N’oublions pas que la partie la moins visible de la population, celle qui n’a aucun pouvoir, a fortement évolué en découvrant ce que peut être la solidarité, ce que peut apporter le débat même pas « grand ». Elle a commencé à faire peuple, à découvrir cette réalité que personne n’est seul, Prométhée sûr de son fait, que le monde ne s’arrête pas à notre horizon personnel, qu’il y a plus grand que chacun et que cette relation aux autres est constitutive de nous-mêmes. Elle a retrouvé une âme. Il serait dangereux que ce peuple naissant ne puisse s’intégrer à la Nation. Alors nous pouvons être énervés, détester nombre de discours ou d’actions, nous opposer à nombre de revendications, ne pas être des suivistes bêlants, mais le mépris, la condamnation simpliste parce que « nous ne sommes pas du même monde », cela nous déconsidèrerait nous-mêmes. Quand le feu couve, on ne sait pas quand il explosera. Il est grand temps de revoir toute notre façon de faire société, non pour éliminer les élites, gagner contre elles, mais pour donner sa place à chacun. Une société n’est viable qu’à cette condition, ce sont ces « petits » qui nous l’ont rappelé. Si on ne veut pas les désespérer une fois encore, si on veut leur donner leur place, il faudrait commencer par les voir, même les regarder.
Marc Durand
(1) Une fois qu’on amalgame les casseurs aux terroristes, les manifestants à des ennemis de la République, qu’on proclame « être en guerre », on peut décider d’envoyer l’armée.
(2) « L’appel de Commercy » est en ce sens intéressant. Dans un langage souvent fort discutable tellement il est marqué par la colère, cet appel montre à quel point on n’est plus dans le poujadisme initial mais dans des revendications de fond, bien au-delà des questions d’argent ou d’impôts.

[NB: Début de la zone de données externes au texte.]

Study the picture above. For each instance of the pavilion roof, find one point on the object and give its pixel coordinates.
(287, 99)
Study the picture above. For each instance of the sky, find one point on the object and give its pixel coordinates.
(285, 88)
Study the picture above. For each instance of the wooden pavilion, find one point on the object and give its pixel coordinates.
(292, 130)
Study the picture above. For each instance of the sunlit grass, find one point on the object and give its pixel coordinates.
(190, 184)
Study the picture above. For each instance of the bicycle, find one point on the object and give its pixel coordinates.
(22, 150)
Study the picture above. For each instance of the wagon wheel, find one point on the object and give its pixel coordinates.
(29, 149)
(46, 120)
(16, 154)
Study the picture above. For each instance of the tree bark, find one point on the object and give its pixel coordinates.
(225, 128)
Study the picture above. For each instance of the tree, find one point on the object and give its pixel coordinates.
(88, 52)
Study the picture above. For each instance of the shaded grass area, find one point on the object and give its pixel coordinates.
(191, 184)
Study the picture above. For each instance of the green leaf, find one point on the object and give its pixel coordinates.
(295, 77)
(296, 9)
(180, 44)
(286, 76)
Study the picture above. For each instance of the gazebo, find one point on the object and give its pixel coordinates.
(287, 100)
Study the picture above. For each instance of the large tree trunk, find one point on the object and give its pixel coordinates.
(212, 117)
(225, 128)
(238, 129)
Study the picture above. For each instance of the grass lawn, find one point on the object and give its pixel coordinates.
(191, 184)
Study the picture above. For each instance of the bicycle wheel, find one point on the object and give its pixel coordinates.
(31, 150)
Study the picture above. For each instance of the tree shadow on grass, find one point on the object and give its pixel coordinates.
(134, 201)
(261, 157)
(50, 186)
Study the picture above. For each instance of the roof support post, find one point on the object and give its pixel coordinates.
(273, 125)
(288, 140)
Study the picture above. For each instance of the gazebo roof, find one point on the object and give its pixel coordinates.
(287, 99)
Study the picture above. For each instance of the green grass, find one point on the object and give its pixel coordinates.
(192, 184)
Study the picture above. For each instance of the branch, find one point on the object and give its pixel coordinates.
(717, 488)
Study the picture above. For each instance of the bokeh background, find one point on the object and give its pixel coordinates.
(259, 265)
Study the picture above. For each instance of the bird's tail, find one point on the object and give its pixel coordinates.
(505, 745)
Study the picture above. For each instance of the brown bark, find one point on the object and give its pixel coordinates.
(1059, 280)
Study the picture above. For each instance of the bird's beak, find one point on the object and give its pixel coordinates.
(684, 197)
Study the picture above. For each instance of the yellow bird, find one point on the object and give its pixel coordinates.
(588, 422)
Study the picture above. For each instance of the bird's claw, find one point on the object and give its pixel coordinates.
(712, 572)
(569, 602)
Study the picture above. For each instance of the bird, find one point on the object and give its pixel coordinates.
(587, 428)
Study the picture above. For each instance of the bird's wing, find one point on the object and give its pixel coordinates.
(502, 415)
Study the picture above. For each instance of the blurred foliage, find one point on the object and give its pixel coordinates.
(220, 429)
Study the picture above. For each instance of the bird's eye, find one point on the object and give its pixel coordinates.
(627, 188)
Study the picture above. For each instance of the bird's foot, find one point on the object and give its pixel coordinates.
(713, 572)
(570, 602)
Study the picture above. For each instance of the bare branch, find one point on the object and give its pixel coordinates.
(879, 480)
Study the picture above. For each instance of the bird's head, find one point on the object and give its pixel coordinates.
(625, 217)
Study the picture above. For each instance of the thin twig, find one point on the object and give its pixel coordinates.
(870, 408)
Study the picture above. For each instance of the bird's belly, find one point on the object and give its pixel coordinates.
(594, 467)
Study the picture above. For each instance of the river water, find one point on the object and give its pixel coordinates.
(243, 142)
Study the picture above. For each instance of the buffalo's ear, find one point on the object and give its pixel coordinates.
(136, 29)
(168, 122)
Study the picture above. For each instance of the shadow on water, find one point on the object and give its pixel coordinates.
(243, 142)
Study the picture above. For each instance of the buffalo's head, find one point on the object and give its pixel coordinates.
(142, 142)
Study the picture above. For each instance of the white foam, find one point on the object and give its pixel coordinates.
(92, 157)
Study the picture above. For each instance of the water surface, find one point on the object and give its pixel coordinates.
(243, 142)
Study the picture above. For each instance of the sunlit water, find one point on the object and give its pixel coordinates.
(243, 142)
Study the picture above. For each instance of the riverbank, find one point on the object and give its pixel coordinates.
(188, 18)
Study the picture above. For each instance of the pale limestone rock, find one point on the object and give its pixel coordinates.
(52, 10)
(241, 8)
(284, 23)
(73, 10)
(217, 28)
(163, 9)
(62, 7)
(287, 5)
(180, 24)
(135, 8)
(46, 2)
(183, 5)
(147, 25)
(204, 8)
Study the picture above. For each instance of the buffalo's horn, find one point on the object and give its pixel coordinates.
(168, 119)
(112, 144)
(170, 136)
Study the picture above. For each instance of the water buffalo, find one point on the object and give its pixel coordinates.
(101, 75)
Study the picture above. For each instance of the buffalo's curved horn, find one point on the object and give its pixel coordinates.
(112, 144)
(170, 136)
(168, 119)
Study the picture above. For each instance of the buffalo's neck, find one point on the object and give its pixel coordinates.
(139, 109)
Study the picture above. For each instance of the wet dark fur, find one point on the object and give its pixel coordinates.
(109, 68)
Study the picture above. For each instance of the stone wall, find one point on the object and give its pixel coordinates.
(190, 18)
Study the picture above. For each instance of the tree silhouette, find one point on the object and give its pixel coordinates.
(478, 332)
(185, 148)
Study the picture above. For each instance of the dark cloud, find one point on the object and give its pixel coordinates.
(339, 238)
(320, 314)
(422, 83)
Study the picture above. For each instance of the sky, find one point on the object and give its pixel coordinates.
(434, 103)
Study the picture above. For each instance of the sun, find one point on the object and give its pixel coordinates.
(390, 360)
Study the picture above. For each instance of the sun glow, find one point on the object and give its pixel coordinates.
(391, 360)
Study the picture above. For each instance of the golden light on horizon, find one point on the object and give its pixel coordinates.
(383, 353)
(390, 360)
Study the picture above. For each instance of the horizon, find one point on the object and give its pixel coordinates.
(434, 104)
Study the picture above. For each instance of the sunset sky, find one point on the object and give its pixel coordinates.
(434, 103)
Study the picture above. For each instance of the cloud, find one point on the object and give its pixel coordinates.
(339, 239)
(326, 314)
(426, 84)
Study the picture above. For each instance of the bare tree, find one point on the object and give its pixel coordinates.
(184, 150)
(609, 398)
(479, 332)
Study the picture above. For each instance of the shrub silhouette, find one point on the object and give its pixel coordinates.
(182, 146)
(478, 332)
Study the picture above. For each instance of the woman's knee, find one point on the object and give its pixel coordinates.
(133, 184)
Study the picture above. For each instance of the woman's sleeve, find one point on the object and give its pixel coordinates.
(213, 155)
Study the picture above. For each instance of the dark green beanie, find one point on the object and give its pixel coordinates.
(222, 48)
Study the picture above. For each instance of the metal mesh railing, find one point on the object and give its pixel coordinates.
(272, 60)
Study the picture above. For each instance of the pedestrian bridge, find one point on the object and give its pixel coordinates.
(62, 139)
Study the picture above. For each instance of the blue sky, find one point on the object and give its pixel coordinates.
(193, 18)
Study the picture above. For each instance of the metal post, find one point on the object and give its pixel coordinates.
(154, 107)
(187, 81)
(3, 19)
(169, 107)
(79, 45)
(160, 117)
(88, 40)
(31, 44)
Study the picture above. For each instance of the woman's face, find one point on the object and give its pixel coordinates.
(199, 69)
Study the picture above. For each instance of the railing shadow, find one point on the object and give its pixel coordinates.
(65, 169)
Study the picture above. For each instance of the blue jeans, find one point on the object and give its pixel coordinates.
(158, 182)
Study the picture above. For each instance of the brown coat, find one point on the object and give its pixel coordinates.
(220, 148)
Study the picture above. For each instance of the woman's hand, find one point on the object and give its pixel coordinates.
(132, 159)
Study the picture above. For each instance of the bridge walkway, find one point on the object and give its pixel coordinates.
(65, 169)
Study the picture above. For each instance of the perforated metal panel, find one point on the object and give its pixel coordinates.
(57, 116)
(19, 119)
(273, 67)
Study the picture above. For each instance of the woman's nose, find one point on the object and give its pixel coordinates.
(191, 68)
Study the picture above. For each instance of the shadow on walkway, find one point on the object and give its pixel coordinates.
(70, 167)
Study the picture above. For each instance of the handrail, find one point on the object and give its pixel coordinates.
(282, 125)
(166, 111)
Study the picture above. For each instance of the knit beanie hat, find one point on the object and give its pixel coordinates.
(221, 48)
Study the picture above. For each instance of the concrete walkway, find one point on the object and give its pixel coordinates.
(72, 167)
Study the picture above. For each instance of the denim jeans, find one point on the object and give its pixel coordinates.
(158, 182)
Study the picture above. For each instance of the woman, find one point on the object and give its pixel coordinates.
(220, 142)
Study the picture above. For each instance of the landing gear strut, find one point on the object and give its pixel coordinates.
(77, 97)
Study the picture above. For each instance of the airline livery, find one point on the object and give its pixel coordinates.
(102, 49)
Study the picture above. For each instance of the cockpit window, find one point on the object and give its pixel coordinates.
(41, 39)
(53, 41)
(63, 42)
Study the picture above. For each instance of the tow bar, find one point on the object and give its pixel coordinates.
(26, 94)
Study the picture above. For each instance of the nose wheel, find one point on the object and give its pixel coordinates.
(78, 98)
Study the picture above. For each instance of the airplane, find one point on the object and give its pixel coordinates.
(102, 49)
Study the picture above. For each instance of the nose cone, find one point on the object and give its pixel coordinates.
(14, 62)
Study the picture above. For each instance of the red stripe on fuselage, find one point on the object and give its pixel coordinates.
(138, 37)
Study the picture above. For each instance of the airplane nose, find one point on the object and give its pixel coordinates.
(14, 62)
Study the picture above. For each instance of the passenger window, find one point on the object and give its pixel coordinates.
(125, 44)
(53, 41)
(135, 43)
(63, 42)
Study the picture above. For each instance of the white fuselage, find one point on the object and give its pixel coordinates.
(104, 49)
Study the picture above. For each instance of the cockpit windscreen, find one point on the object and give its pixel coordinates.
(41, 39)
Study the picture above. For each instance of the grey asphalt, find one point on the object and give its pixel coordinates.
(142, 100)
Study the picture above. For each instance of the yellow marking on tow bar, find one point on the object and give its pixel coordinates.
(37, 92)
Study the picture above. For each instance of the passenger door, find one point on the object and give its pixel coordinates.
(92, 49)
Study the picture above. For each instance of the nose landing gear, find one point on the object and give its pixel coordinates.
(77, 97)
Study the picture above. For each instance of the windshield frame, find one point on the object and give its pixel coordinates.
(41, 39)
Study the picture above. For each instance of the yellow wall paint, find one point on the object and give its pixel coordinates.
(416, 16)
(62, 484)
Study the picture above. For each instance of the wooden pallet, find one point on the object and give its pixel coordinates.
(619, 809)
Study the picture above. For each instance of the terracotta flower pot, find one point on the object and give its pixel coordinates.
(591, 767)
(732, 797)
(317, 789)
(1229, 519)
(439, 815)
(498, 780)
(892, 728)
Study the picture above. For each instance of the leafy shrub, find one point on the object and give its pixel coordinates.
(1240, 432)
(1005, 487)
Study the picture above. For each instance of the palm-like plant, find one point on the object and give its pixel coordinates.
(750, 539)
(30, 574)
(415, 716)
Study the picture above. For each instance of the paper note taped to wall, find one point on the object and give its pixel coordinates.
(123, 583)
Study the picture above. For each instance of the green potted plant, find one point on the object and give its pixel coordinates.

(3) À Aix des Gilets Jaunes occupent un local 7 jours sur 7, y travaillent, y débattent. Une fois par semaine ils organisent une assemblée générale pour s’entendre, s’écouter. Et ils invitent qui veut échanger avec eux. Cela sans dirigeant, des leaders se dégagent mais ne prennent pas le pouvoir, ne veulent pas représenter les autres. S’ils sont mieux écoutés, c’est que leur légitimité est tirée de leur travail, de leur engagement, de leur compréhension.